Para a neta Martinha das Neves, professora em Barreira, a avó Dionísia é uma grande mulher que enfrentou vários serviços para sustentar seus filhos, chegando até a trabalhar de diarista, limpando terra.
"Com toda essa garra, hoje ela nos transmite muita experiência de vida, amor e sabedoria. Digo isso porque aprendemos muito com seus exemplos, ela nunca frequentou escola, mas a escola da vida lhe ensinou muitas atividades. Foi uma grande artesã. Fazia redes, com algodão, fiava linhas e ela mesma tecia suas redes, uma de suas especialidades. Com o barro fazia vários objetos: panelas, potes, tigelas (aribés). Com a palha do ouricurizeiro confeccionava esteiras, sacolas e chapéus, o que até hoje faz com muita eficiência, só para dar de brinde a familiares e amigos. Outra função que ela exerceu por muitos anos, foi a de parteira, milhares de crianças nasceram com a ajuda dela, foram muitos partos, alguns deles em situação difícil, mas com ajuda de Deus, a medicina natural, suas orações e muita fé no Senhor do Bonfim e Nossa Senhora das Dores, santos de devoção, foi sempre bem sucedida. Ela também foi uma excelente benzedeira, nos casos de mau olhado e dores, era sempre procurada.

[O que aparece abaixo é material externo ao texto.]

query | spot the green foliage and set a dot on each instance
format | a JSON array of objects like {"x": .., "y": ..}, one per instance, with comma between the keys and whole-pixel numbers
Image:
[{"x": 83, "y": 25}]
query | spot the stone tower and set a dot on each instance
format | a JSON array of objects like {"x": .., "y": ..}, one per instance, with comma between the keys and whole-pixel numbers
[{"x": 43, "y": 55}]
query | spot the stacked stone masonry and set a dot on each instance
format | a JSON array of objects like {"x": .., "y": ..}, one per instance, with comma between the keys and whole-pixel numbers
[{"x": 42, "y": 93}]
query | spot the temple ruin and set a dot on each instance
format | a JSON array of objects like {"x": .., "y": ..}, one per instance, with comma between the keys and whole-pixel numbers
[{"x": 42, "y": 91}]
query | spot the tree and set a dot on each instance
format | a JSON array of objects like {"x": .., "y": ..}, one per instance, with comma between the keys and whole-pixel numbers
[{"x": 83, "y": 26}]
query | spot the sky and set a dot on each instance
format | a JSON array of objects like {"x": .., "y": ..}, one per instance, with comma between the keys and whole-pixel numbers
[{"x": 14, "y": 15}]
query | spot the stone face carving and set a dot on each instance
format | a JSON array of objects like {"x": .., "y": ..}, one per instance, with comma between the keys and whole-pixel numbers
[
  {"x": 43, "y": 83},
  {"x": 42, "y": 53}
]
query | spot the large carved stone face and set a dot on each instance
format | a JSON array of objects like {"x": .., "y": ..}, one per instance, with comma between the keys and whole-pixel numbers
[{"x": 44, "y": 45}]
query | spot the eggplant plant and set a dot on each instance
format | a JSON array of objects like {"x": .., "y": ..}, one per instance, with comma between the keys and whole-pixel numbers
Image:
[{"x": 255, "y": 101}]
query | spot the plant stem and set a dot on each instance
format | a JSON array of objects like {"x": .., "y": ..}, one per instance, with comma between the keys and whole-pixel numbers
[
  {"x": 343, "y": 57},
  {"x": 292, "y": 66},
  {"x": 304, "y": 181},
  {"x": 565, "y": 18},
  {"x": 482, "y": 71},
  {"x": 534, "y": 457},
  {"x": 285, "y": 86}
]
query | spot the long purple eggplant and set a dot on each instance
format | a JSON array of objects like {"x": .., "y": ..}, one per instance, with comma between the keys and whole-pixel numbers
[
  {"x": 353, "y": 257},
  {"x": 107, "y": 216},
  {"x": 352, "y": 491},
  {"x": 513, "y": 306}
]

Por isso é muito bem merecida esse dia especial que Deus nos concedeu (seu aniversário). Além de ser mãe, avó, bisavó, trisavó, Dionísia é também a mãe de muitas crianças que ajudou a vir ao mundo. E com o passar de tantos anos ela ainda continua forte, bonita e lúcida, cheia de vida, o que chega a dar inveja em qualquer pessoa.

É por este motivo que hoje estamos aqui para agradecer e louvar por esta grande bênção. Que Deus lhe dê muita saúde para que viva ainda muitos anos e para nos dar essa alegria de estarmos juntos por muito tempo".

Certa feita, Dionísia, com um bebê ao colo foi pedir leite a um vizinho. Este negou e ela seguiu o seu caminho. Ao regressar, ficou sabendo que a vaca havia derrubado o balde com um coice. Esse fato negativo marcou a sua vida e gerou nela o extinto de solidariedade.

Contra um conceito vulgar do dom da vida, dona Dionísia é o símbolo da luta pela conservação geradora de muitas vidas. No sertão onde as dificuldades e o sofrimento são maiores, ela representa a mulher resistente, que jamais desiste.